The Robot Spoke—And Sounded Smarter Than Ever (Part 3) – An Article by Dr. Patrice Caire

This is the third of the five-part series “The Robot Spoke” written by Dr. Patrice Caire, AI & Social Robotics Consulting Scientist.

In the two previous articles in this series, we discovered how machines learned to listen, learned to see, and even learned to speak (a bit). Progress was being made on all fronts—from greater computing power, to better data-processing, to fancier algorithms. But fluidly conversing with humans was still a pipe dream. That would soon evolve: the 2010s would prove to be a gamechanger.

Machines Play Games (and Not Just Chess)

In the history of computer science, you’ll find a lot of experimenters trying to get a lot of machines to play a lot of games. For example, remember Kasparov v. Deep Blue—IBM’s chess-playing “robot” of the 1990s? Spoiler alert: the computer won, but it couldn’t brag about its friends, because—no words.

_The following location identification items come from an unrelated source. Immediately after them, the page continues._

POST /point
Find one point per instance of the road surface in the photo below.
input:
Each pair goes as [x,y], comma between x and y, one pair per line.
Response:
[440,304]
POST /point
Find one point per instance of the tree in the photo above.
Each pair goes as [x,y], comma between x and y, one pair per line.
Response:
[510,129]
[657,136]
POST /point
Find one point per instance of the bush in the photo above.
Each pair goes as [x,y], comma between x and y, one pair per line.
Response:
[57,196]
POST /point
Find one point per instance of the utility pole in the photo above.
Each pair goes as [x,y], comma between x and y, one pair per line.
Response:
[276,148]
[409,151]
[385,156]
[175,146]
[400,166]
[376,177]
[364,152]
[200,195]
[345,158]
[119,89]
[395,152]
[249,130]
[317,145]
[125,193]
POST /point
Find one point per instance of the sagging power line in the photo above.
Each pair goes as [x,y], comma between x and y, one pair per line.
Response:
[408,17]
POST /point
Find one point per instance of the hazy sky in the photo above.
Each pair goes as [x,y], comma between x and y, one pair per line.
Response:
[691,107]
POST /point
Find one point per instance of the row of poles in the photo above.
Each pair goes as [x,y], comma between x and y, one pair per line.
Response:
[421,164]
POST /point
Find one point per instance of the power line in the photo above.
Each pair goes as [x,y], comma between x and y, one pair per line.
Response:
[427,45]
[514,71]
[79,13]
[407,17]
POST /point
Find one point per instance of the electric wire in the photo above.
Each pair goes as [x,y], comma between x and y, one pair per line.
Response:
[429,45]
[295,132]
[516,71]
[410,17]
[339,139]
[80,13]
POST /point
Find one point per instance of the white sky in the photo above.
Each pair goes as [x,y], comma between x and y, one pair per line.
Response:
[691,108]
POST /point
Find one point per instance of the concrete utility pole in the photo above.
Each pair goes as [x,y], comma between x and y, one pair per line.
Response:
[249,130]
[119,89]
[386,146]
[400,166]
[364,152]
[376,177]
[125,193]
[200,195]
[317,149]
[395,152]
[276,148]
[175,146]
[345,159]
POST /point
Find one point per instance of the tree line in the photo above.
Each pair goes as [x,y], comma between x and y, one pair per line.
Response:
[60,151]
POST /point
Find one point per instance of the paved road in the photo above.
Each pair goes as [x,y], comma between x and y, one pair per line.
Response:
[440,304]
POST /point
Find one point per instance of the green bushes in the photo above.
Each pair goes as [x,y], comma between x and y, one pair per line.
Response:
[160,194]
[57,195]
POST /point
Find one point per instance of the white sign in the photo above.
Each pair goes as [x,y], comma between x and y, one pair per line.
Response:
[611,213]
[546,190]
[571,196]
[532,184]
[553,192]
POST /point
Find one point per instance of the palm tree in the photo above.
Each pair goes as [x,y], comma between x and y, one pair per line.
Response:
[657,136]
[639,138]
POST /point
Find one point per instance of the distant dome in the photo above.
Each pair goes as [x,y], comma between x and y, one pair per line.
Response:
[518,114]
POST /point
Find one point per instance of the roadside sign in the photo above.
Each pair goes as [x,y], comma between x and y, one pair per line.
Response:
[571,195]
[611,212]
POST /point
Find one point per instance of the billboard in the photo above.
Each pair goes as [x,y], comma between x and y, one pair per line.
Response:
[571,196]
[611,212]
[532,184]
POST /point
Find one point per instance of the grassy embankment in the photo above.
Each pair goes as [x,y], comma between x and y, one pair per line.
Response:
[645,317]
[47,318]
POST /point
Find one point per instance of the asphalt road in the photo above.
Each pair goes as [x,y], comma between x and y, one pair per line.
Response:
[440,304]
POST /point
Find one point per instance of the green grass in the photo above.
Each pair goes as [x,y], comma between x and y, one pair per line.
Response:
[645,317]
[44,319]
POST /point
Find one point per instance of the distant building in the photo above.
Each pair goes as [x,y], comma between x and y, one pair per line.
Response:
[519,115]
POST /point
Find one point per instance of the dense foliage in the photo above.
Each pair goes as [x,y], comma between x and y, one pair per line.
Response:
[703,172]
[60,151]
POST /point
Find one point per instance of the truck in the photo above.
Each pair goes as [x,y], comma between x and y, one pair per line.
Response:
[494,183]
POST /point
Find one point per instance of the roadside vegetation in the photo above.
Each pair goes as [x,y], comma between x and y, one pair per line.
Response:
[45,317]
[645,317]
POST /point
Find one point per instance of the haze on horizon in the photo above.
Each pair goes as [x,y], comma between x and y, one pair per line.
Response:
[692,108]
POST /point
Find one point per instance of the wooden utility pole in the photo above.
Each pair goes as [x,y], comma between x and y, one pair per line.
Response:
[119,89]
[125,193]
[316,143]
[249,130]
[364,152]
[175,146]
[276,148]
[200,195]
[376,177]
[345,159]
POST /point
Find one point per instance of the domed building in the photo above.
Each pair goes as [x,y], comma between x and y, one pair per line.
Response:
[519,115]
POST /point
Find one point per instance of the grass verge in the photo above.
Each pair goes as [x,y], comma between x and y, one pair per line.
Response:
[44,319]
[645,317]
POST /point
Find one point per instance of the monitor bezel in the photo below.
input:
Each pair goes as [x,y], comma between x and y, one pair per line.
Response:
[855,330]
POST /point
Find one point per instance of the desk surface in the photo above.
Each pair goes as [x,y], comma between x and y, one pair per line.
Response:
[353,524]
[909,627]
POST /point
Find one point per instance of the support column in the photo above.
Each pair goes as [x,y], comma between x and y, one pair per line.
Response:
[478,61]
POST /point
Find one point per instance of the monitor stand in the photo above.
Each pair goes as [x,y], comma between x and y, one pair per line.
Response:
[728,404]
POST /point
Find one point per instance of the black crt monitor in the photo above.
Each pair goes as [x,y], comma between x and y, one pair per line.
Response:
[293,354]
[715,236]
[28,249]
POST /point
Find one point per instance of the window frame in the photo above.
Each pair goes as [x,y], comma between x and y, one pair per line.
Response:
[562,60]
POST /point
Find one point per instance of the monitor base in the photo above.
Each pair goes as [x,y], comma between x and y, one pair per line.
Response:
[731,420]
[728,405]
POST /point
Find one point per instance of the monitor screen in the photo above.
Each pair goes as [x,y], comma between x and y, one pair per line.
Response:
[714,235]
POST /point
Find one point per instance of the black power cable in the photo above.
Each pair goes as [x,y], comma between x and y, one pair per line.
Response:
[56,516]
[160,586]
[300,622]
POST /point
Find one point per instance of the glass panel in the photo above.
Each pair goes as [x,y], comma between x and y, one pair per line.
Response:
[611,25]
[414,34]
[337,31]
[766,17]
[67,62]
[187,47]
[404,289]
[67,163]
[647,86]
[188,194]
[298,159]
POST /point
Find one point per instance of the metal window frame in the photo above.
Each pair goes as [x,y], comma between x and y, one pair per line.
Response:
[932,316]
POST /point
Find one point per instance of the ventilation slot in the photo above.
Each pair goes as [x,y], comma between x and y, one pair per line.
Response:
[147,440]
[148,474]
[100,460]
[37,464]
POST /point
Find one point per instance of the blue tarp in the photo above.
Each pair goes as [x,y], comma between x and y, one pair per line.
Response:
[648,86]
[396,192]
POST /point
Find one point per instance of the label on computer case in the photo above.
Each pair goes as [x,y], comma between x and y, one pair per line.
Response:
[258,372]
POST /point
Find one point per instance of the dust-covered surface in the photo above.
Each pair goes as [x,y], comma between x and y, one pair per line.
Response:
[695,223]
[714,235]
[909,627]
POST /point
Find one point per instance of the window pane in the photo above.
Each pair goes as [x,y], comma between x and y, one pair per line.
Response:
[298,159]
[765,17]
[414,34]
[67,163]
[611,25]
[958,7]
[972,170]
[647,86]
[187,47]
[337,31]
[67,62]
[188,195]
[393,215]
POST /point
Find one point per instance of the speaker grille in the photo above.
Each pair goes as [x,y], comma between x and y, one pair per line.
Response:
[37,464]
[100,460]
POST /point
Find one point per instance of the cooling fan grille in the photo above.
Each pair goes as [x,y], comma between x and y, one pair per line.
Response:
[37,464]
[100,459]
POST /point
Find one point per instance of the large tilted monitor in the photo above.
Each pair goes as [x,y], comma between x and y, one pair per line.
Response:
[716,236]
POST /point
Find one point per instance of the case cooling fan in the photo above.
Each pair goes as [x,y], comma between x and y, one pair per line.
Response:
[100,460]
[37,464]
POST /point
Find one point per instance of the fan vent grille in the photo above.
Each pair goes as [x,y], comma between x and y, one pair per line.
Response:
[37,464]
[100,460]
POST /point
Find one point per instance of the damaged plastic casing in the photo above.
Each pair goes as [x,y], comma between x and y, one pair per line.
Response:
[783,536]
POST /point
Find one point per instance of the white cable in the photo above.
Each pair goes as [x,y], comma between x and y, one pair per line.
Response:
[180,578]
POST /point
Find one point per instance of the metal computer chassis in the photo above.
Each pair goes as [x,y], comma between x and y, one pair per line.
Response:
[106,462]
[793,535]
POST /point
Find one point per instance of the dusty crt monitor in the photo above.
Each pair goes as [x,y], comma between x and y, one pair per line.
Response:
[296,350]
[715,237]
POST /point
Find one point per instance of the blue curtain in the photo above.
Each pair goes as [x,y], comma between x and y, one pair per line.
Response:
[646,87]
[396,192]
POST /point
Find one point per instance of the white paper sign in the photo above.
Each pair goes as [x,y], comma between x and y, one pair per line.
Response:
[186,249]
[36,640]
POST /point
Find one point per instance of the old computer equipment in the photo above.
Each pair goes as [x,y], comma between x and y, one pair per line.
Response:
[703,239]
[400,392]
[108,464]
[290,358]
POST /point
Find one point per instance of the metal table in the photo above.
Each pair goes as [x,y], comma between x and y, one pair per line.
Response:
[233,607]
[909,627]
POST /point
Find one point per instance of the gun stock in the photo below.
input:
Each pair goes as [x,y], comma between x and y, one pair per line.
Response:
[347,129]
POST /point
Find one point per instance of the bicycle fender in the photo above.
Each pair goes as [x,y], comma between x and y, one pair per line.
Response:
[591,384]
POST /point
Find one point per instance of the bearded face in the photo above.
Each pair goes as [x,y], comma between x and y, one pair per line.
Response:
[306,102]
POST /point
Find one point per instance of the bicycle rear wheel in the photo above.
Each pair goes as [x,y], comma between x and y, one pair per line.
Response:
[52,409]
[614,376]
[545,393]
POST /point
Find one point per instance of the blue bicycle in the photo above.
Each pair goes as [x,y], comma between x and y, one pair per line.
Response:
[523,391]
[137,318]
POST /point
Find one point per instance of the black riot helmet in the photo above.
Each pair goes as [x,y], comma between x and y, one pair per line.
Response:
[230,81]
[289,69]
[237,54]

The two (human) “Jeopardy!” world champions, Ken Jennings and Brad Rutter, compete with IBM’s Watson computer (middle), in 2011. 
Photo: AP/Jeopardy Productions, Inc., Carol Kaelson

In the annals of games, chess is one thing (e.g., a board game), but TV quiz show (e.g., a verbal question-and-answer game) another. Until 2011, no one in the history of AI and machine learning had ever had the guts to let a computer compete on Jeopardy! Most experts thought that the live face-off was far too difficult for any computer system to tackle. Think about it: Jeopardy! requires contestants to listen to a statement and guess the question that prompted that statement. Contestants have mere nanoseconds in which to think of answers—and hit their buzzers. Succeeding at Jeopardy! hinges on understanding subtle meanings, riddles, and witticisms, to name just a few “human” abilities. All of this hinges on being able to make inferences, which is pretty much a human forte—not a machine’s. For example, asking a machine to laugh at your latest knock-knock joke will almost certainly produce an epic fail.

In 2011, however, Dr. David Ferrucci, then chief scientist at IBM’s research lab, was ready to help in meeting the Jeopardy! challenge. His contestant was a clever machine, code-named Watson. A highly advanced question-answering system, Watson was IBM’s best bet for hitting the speech-recognition jackpot. It had taken five years of training to prepare Watson. And on February 15, 2011, in the match “pitting human brains against computer bytes,” the super-computer triumphed: by the end of the 30-minute battle, the BBC had crowned Watson the “Jeopardy! King.”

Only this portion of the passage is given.